Bryan Johnson: I Just Took the Most Powerful Dose of DMT in the World... Here's What It Was LikeMar 26

  • Bryan Johnson argues high-dose psychedelics like psilocybin are a longevity therapy, not just mental health medicine, because they reset metabolic and neural aging pathways.
  • In a quantified experiment, Johnson found a high 25-milligram dose of psilocybin lowered his blood glucose from the 99.5th to the 99.9th percentile, a shift he says is more dramatic than what metformin achieves.
  • Johnson's data showed psilocybin altered his gut microbiome and reduced systemic inflammation, targeting a core biological driver of aging.
  • The key longevity benefit Johnson observes is a durable, childlike neuroplastic state post-experience, evidenced by a quieted internal monologue and simple, non-defensive conflict resolution.
  • Johnson's quantified approach aims to reframe the psychedelic experience from spiritual anecdote to a measurable biomarker reset of the aging clock.

Also from this episode:

Brain (2)
  • Johnson describes the brain's default mode network as an engine that constructs the ego and hardens with age, narrowing our experience of reality through patterns of rumination.
  • Psychedelics like psilocybin work by scrambling the neural traffic patterns of the default mode network, facilitating a systemic neurological reset.
Psychology (1)
  • Johnson characterizes the 5-MeO-DMT experience as a 10-second blast into a non-visual space of raw consciousness, requiring total surrender of ego to unlock unimaginable bliss.
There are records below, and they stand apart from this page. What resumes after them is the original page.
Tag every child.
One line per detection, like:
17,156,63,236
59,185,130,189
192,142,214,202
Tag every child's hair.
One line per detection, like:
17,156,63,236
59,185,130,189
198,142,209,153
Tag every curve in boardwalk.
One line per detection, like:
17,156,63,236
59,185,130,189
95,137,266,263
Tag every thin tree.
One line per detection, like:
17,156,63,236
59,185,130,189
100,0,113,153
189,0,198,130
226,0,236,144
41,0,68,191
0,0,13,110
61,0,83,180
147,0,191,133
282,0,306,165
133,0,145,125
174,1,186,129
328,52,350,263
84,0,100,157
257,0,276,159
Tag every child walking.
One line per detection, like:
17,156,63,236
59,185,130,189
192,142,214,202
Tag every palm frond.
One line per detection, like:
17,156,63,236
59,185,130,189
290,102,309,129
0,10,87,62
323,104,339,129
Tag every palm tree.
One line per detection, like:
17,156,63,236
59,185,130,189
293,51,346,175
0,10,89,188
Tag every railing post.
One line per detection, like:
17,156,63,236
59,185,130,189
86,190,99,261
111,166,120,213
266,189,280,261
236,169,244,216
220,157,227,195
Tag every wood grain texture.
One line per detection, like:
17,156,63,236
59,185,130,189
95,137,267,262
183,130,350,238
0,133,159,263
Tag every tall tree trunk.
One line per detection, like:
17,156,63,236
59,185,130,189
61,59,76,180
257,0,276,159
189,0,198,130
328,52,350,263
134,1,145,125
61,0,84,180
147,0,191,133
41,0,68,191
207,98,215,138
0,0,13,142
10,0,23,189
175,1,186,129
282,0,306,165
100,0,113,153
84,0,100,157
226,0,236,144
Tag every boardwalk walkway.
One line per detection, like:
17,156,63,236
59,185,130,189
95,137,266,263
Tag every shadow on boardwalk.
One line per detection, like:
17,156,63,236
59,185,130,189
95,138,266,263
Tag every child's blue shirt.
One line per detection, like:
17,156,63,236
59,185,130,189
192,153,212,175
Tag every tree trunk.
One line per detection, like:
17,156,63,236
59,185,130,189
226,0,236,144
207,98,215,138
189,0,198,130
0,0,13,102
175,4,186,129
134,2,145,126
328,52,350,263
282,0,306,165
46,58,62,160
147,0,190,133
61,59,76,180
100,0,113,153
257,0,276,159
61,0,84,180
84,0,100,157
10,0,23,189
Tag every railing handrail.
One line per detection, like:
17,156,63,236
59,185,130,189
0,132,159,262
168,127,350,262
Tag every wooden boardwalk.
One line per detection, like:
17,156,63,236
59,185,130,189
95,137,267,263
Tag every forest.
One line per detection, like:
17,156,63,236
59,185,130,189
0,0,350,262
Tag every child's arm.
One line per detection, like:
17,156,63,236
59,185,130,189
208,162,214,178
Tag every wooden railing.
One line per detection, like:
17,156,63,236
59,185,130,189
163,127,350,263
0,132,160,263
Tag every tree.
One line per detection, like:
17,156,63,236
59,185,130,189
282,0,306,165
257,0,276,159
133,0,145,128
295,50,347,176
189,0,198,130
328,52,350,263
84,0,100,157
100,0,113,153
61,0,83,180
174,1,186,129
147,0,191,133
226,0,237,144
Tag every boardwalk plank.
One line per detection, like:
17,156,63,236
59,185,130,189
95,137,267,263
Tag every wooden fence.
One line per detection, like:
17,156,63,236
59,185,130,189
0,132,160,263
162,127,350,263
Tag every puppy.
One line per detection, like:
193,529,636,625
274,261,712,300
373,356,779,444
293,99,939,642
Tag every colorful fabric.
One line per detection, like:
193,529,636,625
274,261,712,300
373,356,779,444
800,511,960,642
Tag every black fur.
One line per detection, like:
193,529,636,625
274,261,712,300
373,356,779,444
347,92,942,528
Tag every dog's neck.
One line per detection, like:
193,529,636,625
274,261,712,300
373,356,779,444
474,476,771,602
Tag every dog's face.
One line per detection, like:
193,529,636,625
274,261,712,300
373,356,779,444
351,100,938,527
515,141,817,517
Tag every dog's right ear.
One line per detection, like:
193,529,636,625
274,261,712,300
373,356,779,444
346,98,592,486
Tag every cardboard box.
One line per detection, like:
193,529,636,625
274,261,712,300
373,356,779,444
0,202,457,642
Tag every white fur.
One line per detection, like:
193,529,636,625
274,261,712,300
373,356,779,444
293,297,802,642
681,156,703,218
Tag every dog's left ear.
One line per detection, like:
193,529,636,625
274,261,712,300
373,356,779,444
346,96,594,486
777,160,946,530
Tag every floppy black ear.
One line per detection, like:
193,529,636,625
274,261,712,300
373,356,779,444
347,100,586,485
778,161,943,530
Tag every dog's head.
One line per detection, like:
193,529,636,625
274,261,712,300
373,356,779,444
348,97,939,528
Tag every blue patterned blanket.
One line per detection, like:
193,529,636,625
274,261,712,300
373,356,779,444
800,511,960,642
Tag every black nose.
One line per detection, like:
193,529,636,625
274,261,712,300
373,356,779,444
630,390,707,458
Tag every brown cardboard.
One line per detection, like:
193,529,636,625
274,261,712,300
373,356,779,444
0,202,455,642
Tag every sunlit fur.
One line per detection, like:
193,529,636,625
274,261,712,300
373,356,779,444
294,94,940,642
#385 - AMA #82: Applying the tools of longevity in the real world: disease prevention, DEXA scans, artificial sweeteners, injury recovery, stability training, habit formation, protein intake and mTOR activation, and moreMar 23

  • Peter Attia ranks metabolic and cardiovascular diseases as the least worrisome among major chronic killers, arguing we have exceptional understanding of their drivers and powerful existing tools for management.
  • Attia places cancer in a higher tier of concern because approximately 50% of cases occur in individuals with no observable risk factors like smoking or metabolic dysfunction.
  • Attia cites Bert Vogelstein's 'bad luck' hypothesis, framing cancer risk as a cellular game of Russian roulette where random DNA mutations can evade repair and immune surveillance, making screening protocols paramount.
  • Attia views neurodegenerative diseases like dementia as the most concerning due to still-evolving prevention tools, placing them in a distinct category of risk.
  • Attia advises a lifespan-specific strategy: in your 20s, push physical limits and explore capacity because the body's recovery ability is high.
  • Attia argues the 40s should focus on deliberate prevention, locking in metabolic health and consistent exercise habits before significant disease burden accumulates.
  • Attia frames the 60s and beyond as a phase for maintenance or late-stage transformation, stressing it's not too late for major fitness and prevention gains for those entering older age in poor health.